About
Vibe-Eyes captures canvas frames and console/debug data from browser-based games, vectorizes images into SVG, and exposes the information via MCP so LLMs can view and debug in real time.
Capabilities
Vibe‑Eyes is an experimental Model Context Protocol (MCP) server that gives large language models the ability to see and understand what is happening inside browser‑based games and applications. By capturing the visual state of HTML5 canvas elements and pairing that with real‑time debug data, Vibe‑Eyes bridges the gap between a developer’s code and the AI assistant that is meant to help debug or iterate on that code. This solves a common pain point: developers often need an AI to reason about visual bugs, performance hiccups, or gameplay logic, but LLMs lack any notion of the rendered scene. Vibe‑Eyes provides that missing visual context in a compact, machine‑friendly format.
At its core, the server follows a lightweight client–server architecture. A browser client runs inside the target page and periodically snapshots any canvas elements, intercepts console logs, errors, and unhandled exceptions, then streams this data over a WebSocket connection to the Node.js MCP server. The server vectorizes each snapshot into an SVG representation that preserves shape, color, and layout while drastically reducing file size. Debug logs and stack traces are stored alongside the SVGs, allowing an LLM to retrieve a holistic snapshot: “What’s on the screen right now?” and “Why did this error occur?”
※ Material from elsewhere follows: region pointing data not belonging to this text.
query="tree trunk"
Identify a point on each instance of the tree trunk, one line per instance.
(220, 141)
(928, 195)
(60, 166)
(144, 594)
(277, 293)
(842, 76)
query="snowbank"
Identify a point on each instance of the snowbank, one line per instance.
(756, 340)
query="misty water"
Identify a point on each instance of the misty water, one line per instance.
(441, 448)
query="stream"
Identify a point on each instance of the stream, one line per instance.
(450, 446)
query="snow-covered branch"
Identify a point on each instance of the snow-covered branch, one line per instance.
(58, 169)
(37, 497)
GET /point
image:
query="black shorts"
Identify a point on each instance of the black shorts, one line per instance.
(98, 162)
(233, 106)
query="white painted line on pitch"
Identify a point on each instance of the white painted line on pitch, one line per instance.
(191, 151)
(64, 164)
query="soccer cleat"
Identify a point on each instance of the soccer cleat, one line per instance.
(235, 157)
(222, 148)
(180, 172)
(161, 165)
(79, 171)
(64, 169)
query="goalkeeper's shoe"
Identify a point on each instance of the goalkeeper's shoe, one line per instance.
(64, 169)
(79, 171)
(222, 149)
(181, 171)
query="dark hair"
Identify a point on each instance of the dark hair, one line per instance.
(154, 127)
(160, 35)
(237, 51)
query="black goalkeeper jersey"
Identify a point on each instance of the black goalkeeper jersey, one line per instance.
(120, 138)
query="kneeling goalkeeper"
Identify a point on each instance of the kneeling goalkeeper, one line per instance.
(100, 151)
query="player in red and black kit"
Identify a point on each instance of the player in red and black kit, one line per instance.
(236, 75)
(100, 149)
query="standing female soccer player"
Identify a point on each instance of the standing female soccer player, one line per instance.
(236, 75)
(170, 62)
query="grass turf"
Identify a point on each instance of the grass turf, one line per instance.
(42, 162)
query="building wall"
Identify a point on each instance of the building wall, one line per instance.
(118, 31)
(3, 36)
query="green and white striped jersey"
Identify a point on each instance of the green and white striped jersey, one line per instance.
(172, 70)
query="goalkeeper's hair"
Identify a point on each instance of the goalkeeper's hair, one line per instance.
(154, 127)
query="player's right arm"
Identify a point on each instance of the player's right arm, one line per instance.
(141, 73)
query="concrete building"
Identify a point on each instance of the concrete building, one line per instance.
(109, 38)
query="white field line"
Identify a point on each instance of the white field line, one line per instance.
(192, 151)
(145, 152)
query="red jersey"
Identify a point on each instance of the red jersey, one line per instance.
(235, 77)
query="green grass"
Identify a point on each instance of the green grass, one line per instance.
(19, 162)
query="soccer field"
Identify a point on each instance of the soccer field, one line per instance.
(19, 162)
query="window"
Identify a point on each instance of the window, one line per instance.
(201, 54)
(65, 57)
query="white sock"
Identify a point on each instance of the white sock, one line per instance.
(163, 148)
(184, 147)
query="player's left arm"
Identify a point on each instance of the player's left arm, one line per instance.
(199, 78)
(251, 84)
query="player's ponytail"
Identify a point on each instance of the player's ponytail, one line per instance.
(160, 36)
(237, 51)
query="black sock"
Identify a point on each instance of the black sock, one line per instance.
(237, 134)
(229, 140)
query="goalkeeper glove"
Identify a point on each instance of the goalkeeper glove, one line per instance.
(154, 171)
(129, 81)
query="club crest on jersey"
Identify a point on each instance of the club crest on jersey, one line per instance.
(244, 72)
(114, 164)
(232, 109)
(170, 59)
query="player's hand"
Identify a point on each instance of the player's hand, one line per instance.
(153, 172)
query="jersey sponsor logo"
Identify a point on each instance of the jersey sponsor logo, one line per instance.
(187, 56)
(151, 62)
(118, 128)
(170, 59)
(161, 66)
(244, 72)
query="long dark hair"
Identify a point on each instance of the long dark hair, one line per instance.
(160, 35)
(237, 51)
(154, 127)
For developers, Vibe‑Eyes adds several valuable capabilities to an AI workflow. First, the getGameDebug() MCP tool exposes a single call that returns both the latest SVG and any collected debug information, enabling seamless debugging conversations. Second, because vectorized images are lightweight, the server can stream updates in near real‑time without overwhelming bandwidth or storage. Third, by capturing unhandled exceptions with full stack traces, the tool turns otherwise opaque error logs into actionable insights that an LLM can interpret and suggest fixes for.
Typical use cases include interactive game development, where a developer can ask the AI to “explain why this sprite is stuck” or “suggest optimizations for frame rate drops,” and the assistant will base its response on the visual snapshot. In web application testing, Vibe‑Eyes can help QA engineers identify rendering glitches or layout bugs by providing the AI with a visual context of the failing page. Even in educational settings, students learning game programming can receive instant visual feedback from an AI tutor, making the debugging process more intuitive.
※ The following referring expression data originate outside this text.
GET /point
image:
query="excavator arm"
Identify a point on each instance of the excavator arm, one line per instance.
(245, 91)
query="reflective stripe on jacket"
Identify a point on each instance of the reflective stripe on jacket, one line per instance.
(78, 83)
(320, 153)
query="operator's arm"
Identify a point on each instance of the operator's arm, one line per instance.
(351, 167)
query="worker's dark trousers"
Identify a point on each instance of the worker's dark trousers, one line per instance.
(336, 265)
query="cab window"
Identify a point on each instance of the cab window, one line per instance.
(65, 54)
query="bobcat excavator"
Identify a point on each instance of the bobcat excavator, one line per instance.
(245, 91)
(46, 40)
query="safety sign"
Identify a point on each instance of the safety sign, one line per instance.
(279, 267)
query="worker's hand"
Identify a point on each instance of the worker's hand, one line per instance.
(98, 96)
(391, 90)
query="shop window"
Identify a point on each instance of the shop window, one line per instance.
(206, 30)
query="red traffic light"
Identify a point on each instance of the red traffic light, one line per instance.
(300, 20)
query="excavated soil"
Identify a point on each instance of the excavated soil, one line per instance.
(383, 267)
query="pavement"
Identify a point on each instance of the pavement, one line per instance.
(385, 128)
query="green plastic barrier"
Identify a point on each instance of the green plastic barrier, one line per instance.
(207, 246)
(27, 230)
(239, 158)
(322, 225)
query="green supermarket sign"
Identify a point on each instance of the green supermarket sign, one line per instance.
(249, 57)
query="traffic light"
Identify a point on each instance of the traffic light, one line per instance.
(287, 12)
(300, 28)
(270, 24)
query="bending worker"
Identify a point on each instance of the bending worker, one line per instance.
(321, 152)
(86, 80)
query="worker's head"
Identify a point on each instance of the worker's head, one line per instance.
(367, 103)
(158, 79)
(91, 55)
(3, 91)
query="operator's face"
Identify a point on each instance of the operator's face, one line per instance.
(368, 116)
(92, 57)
What sets Vibe‑Eyes apart is its seamless integration with existing MCP workflows and its focus on vectorized visual data rather than raw pixel dumps. This design choice preserves the essential structure of a scene while keeping payloads small, making it practical for real‑time interaction. Moreover, the server’s ability to intercept console output and unhandled exceptions means developers no longer need separate logging tools; the AI has everything it needs in one place. For any team that relies on LLMs to accelerate development, Vibe‑Eyes turns the abstract notion of “seeing” into a concrete, programmable capability.